Q: In America, where many people have access to nutritious foods, are dietary supplements really necessary?
Ward: Dietary supplements are typically necessary. Although we have a bountiful, nutritious food supply, most Americans do not eat perfectly every day. And in many cases, they may leave out entire food groups, which means missing out on beneficial nutrients. Research shows Americans don’t get enough whole grains, fruits, vegetables, and dairy. According to the 2015 Dietary Guidelines for Americans Committee (DGAC) report, kids and adults often fall short on calcium, vitamin D, potassium, and fiber. Iron is a nutrient of concern for women in their childbearing years. In addition, the DGAC report says most Americans have a low intake of vitamins A, C, and E, folate, and magnesium.
Low Dog: The short answer is yes. The Centers for Disease Control and Prevention estimates that 30 million Americans are deficient in vitamin B6, 18 million are deficient in vitamin B12, 66 million have insufficient vitamin D, and approximately 10 percent of women between ages 12 and 49 years are deficient in iron. These are staggering statistics.
Q: Who should consider taking a supplement?
Bowden: Supplement regimens can be designed to support any health condition or concern. There are wonderful formulas for the brain, there are nutrients you can take to enhance heart health, and anyone with hepatitis will find many supplements that help the liver.
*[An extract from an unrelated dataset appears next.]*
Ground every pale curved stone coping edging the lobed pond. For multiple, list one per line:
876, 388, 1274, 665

Healthy people can benefit from supplements, as well—almost no one gets enough magnesium or vitamin D, for example.
Low Dog: Women planning on becoming pregnant, women who are pregnant or breast-feeding, people over the age of 50, low-income kids and adults who may be at higher risk for a low-nutrition diet, vegetarians and vegans, competitive athletes, as well as those taking drugs that can deplete key nutrients. Anyone who falls in these groups should take a basic multivitamin/mineral.
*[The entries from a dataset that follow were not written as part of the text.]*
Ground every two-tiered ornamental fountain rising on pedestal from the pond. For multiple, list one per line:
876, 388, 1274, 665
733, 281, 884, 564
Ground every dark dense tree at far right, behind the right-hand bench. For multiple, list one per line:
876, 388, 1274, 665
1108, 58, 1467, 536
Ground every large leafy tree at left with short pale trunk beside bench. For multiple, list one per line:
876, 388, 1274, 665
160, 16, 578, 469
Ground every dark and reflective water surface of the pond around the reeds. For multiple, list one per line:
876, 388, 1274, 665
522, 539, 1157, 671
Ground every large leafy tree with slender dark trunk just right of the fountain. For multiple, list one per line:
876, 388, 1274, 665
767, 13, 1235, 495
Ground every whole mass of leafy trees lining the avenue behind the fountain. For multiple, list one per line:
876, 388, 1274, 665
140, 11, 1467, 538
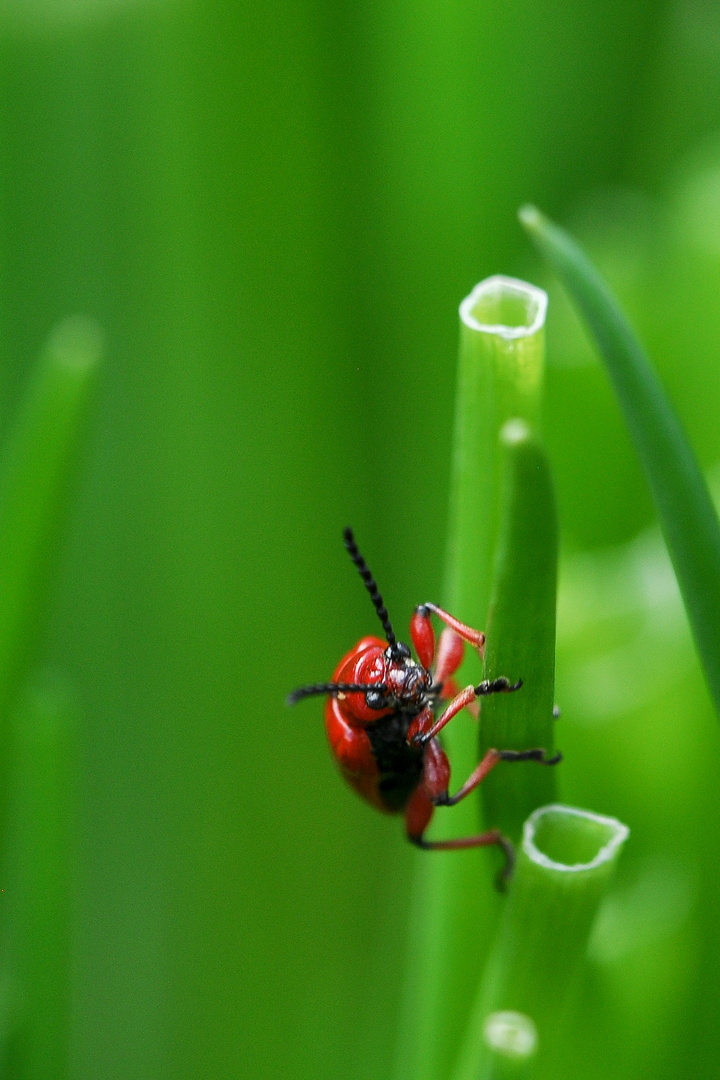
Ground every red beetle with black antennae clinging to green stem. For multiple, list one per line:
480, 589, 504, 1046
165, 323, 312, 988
288, 528, 561, 876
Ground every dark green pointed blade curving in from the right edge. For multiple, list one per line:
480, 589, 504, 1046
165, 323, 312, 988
520, 206, 720, 715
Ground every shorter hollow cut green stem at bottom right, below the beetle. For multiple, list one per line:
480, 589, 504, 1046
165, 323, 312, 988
453, 806, 628, 1080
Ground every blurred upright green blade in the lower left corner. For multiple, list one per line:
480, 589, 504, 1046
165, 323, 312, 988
3, 687, 76, 1080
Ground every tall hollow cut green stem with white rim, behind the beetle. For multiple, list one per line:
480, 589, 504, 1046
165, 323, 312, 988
395, 276, 547, 1080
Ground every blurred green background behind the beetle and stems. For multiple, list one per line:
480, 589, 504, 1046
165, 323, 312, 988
0, 0, 720, 1080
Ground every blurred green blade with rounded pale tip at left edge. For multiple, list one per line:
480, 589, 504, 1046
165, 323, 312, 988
0, 318, 100, 726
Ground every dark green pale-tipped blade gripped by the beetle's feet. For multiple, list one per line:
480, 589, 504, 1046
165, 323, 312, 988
480, 420, 558, 840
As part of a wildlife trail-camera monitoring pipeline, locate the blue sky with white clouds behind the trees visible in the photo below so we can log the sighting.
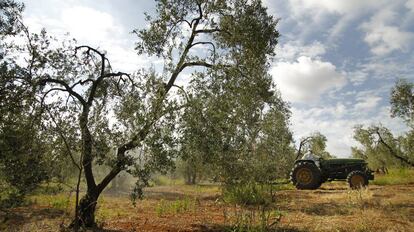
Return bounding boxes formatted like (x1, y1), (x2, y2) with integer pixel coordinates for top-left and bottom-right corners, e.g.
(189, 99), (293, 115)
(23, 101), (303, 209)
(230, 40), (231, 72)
(23, 0), (414, 157)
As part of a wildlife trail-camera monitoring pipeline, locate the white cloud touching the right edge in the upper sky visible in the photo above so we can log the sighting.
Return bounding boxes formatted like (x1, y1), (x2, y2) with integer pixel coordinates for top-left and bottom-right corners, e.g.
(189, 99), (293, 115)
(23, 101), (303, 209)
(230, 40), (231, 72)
(361, 8), (414, 56)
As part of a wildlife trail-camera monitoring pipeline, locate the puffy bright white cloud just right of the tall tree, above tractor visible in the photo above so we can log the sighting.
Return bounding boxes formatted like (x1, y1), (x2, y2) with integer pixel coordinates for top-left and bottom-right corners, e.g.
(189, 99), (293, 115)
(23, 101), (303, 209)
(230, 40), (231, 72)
(271, 56), (347, 102)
Ward: People who leave one or more food groups out of their diets, overweight people, chronic dieters, and anyone who fails to get the recommended servings from each of the food groups every day, particularly teens.
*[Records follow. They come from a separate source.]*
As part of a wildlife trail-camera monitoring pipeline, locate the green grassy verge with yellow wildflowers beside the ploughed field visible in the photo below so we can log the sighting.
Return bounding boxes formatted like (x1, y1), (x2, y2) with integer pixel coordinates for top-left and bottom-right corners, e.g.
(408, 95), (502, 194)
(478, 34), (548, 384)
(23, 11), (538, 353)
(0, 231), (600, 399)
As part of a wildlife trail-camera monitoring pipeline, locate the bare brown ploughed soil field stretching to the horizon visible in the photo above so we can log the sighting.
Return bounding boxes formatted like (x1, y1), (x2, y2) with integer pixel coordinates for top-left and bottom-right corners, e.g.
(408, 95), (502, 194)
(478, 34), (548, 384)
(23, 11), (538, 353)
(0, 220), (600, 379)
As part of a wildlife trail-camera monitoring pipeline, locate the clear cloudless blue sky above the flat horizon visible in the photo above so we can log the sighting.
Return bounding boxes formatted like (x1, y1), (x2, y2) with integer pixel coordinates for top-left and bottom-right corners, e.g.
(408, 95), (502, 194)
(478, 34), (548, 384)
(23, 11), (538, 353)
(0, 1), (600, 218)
Q: What should be considered before starting a supplement regimen?
Low Dog: Look up what someone your age and gender should be taking. Aim to get 50–100 percent of the Daily Value (DV) in your supplement for most vitamins and minerals, with the exception of iron, calcium, and magnesium. Calcium and magnesium are minerals that are taken in milligrams (mg), not micrograms (mcg). So these won’t be found in large quantities in a one-daily kind of supplement. And, unless your health care provider specifically recommends it, only young children, menstruating women, and pregnant or breast-feeding women should take iron supplements.
Bowden: You should consider what you’re trying to accomplish. If you’re basically healthy and taking a supplement for insurance, you probably don’t need dozens of supplements. If you’re pregnant, older, under a lot of stress, or if your liver or heart is compromised in some way, then it’s a different story and you should work with a competent, nutritionally educated health provider to come up with an individualized supplement plan that works for you.
Q: Is a multivitamin a good choice for most people? Why or why not?
Low Dog: I’m an advocate for people taking a very basic multivitamin that provides 50–100 percent of the DV for most vitamins and the trace minerals.
I recommend people consider taking a multivitamin/mineral, additional vitamin D, and possibly additional calcium and magnesium based upon their diet. You should also consider taking an omega-3 supplement if you don’t consume fish or seafood regularly, especially during pregnancy and while breast-feeding.
Ward: Multivitamins with 100 percent of the DV or less cover most of the bases and fill in gaps in a balanced diet. I take a multivitamin every day, as well as calcium and vitamin D.
Q: Are there health risks associated with taking supplements?
Ward: It is possible to take too many supplements, just like it’s possible to eat too much. Health risks depend on what you are taking. There are no known health risks associated with a multivitamin that contains reasonable amounts of vitamins and minerals and no botanicals or other substances.
Low Dog: You can overdo taking supplements. When people take too much iron, for instance, it is stored in the pancreas and liver and other areas of the body where it can cause damage. High intakes of vitamin B6 (>150 mg/day) may harm the nerves. There remain issues regarding quality, particularly with herbal products. People taking prescription drugs that are critical for their health may be at risk for drug-supplement-herb interaction. So, yes, there are risks. But there are also significant risks associated with being deficient in key nutrients, especially during pregnancy and early childhood development.
Q: How can people make safe decisions about which supplements to take and how much?
Low Dog: You have to learn to be a savvy consumer. Many health care professionals are not adequately trained to provide counseling about dietary supplements. Check out the websites of the Linus Pauling Institute at Oregon State University or the Office of Dietary Supplements for reliable, unbiased information.